È qui che le parole iniziano a sorprenderti. Si, sei proprio sorpreso mentre divori le pagine di questo noir divertente, cinico, ironico e spietato che non ha rispetto per niente e per nessuno, soprattutto per il lettore. Ti rendi conto che tutti i tuoi sospetti sono fondati, che il marcio che le tue dita percepivano mentre sfogliavi le pagine ha davvero un pessimo odore.

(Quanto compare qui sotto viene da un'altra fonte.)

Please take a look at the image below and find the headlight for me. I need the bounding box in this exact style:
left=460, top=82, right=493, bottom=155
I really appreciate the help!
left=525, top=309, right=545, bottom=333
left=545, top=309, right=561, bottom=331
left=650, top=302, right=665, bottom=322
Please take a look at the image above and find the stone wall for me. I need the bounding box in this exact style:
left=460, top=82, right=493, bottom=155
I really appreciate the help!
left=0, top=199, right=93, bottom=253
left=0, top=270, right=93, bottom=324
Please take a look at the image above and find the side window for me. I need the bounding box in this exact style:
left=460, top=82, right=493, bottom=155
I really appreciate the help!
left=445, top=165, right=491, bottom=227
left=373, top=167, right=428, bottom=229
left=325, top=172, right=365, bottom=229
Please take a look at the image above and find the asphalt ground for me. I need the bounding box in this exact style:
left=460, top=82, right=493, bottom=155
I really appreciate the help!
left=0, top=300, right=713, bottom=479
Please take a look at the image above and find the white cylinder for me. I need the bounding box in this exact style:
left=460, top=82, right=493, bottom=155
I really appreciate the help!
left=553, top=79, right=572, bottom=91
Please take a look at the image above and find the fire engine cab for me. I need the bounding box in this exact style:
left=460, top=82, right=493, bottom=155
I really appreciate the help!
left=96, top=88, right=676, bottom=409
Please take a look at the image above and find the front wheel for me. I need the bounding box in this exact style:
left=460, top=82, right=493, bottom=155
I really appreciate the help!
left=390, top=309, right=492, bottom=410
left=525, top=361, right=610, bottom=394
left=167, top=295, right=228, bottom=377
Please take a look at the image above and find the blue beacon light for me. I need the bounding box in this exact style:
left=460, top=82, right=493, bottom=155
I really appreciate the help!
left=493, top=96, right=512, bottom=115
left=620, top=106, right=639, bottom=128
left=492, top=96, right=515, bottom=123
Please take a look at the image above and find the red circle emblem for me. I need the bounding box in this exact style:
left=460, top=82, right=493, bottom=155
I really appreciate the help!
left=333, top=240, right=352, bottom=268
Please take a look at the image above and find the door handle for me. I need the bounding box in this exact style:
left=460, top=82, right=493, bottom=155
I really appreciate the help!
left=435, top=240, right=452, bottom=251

Non si tratta soltanto di sensazioni: quando tutto inizia ad andare a puttane ne hai la certezza. E anche questo romanzo non fa eccezioni: a metà libro hai la visione chiara e lucida del baratro, ma te ne sbatti. Continui a leggere, pagina dopo pagina, perché lo stile di Zeltserman è geometrico, serrato, inarrestabile. Te ne sbatti di giusto o sbagliato, di etica e di moralità. Lasci che siano altri ad occuparsi di innocenti e colpevoli. Tu vuoi soltanto arrivare alla fine. Ma è proprio quando mancano le ultime due o tre pagine che inizi a sudare freddo, perché capisci che l’autore non ha avuto la spudoratezza e il coraggio di scrivere il vero finale di questo libro.
Se l’avesse fatto ora probabilmente staremmo gridando al capolavoro.
E invece niente, dobbiamo soltanto accontentarci di un grandissimo libro.